# 2005 X5 DSP amp bypassed - no Bluetooth!



## el_duderino (Aug 1, 2005)

OK, we disconnected the DSP amp in this X5, and used aftermarket amps. Everything worked great except that the OEM Bluetooth is now not working! 

It's coming in Thursday for me to check it out - but I know there are some very knowedgable Bluetooth folks here.

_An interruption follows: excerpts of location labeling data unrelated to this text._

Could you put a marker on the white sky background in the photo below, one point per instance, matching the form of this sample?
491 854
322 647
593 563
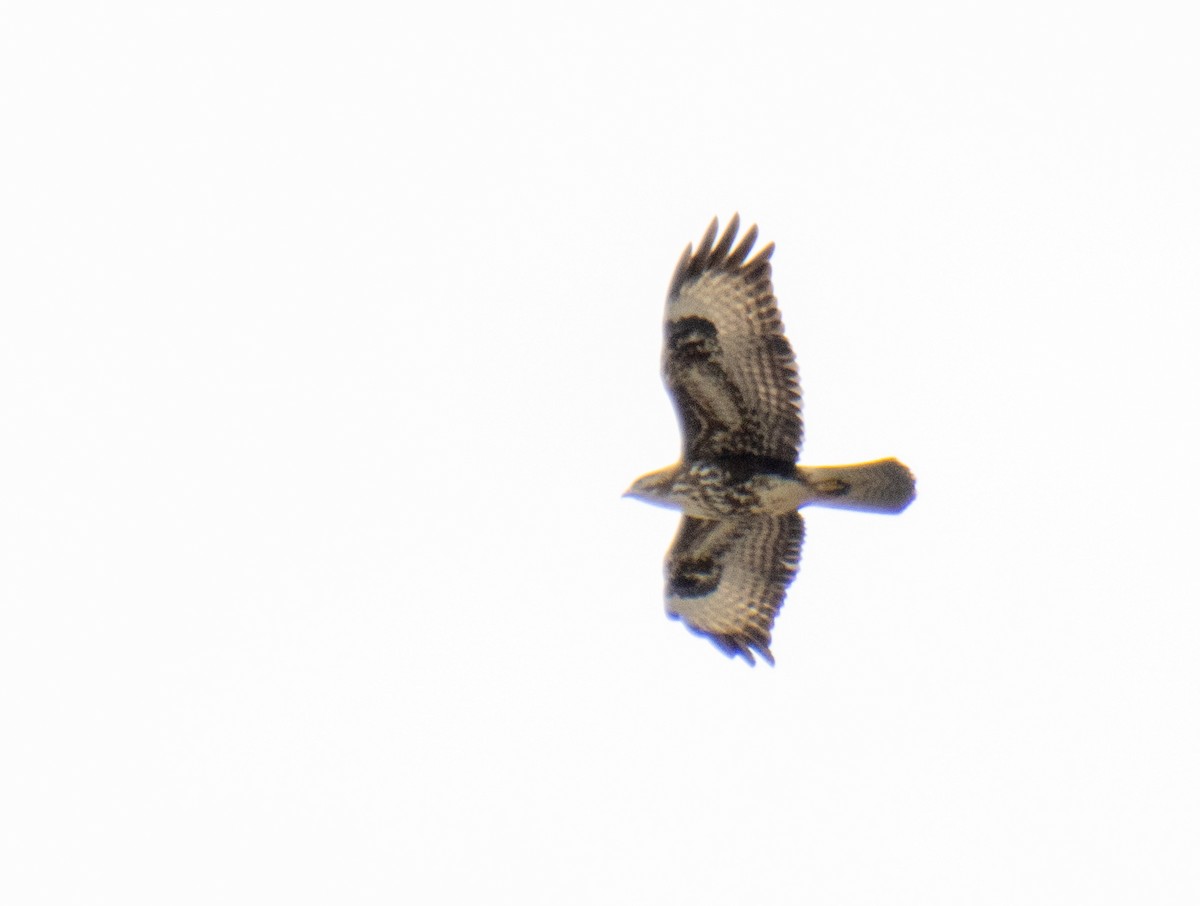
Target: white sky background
329 340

Any ideas?

Thanks in advance.


----------



## el_duderino (Aug 1, 2005)

SO the OEM DSP amp has another twisted pair going into it (besides L and R audio). 

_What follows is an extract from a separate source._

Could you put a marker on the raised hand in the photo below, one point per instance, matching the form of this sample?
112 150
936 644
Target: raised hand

I'm gonna go out on a limb here and say that that last pair is the mono Bluetooth audio. (I will verify this empirically... but I don't work on the car until Thursday).

That would mean we have two options. 

1) Insert the audio from the Bt system into the aftermarket audio system.

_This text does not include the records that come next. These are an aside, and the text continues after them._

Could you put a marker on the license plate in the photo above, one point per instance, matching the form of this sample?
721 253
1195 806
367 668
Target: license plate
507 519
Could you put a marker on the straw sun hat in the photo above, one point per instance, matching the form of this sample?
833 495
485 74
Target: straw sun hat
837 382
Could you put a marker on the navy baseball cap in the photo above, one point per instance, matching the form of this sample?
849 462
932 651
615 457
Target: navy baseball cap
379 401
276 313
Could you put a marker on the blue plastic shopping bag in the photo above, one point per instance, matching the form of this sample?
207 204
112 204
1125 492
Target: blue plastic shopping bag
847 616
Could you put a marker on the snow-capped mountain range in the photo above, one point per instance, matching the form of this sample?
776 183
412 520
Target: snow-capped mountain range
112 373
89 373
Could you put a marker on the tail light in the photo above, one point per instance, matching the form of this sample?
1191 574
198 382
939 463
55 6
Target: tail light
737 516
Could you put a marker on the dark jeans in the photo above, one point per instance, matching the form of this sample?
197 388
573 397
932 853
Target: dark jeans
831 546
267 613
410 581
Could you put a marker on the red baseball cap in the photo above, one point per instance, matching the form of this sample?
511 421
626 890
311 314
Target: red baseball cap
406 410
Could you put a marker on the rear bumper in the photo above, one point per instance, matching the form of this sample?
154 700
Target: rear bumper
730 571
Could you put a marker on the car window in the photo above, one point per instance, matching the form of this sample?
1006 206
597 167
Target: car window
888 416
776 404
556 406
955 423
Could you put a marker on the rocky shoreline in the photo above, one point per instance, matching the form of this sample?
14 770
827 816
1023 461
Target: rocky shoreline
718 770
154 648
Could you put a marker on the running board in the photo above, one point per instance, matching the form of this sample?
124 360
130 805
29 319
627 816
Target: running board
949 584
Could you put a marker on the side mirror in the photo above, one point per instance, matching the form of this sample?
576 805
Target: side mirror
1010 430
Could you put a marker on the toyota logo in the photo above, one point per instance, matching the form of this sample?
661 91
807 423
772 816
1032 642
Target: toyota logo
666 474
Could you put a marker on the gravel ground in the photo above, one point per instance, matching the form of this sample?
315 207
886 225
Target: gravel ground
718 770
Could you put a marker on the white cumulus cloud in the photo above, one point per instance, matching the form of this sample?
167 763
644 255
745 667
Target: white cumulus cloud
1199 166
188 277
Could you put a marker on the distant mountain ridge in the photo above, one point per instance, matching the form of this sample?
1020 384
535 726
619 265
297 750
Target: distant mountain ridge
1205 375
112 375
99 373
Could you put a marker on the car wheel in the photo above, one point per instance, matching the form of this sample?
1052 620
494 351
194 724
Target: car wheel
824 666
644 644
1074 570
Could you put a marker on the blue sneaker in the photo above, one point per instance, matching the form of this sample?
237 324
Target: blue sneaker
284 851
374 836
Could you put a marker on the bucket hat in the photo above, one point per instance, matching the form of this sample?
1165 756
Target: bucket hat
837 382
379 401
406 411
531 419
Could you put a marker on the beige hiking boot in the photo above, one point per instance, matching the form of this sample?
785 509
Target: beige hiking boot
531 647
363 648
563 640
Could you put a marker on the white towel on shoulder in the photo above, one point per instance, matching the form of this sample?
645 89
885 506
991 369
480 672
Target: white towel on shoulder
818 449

2) Use a dedicated amp/speaker kit (like the guts of a PC speaker) for BLuetooth audio only (along with retaining stereo muting, which I believe the system still does). 

Any other suggestions?


----------



## el_duderino (Aug 1, 2005)

OK, per a recommendation we rewired the BT audio lines and the TelOn line from the DSP amp into the correct pins on the BMW tuner module. 

The TelMute wire was already present. 

We still have no audio in the car. We have audio at the caller end, but not at the in-car end. 

Muting works, etc. 

Has anyone got a tip on this one? Reprogramming? A non-DSP tuner box?


----------



## el_duderino (Aug 1, 2005)

Has anyone, after upgrading a non-DSP car to BMW OEM Bluetooth, had to have the dealer reprogram the car?


----------



## el_duderino (Aug 1, 2005)

Awww, man... any ideas?


----------



## bscarlett (May 6, 2005)

I upgraded my 2003 530 non-DSP to bluetooth and the car did not need re-coding.


----------



## el_duderino (Aug 1, 2005)

Thanks. So that's not it... probably.


----------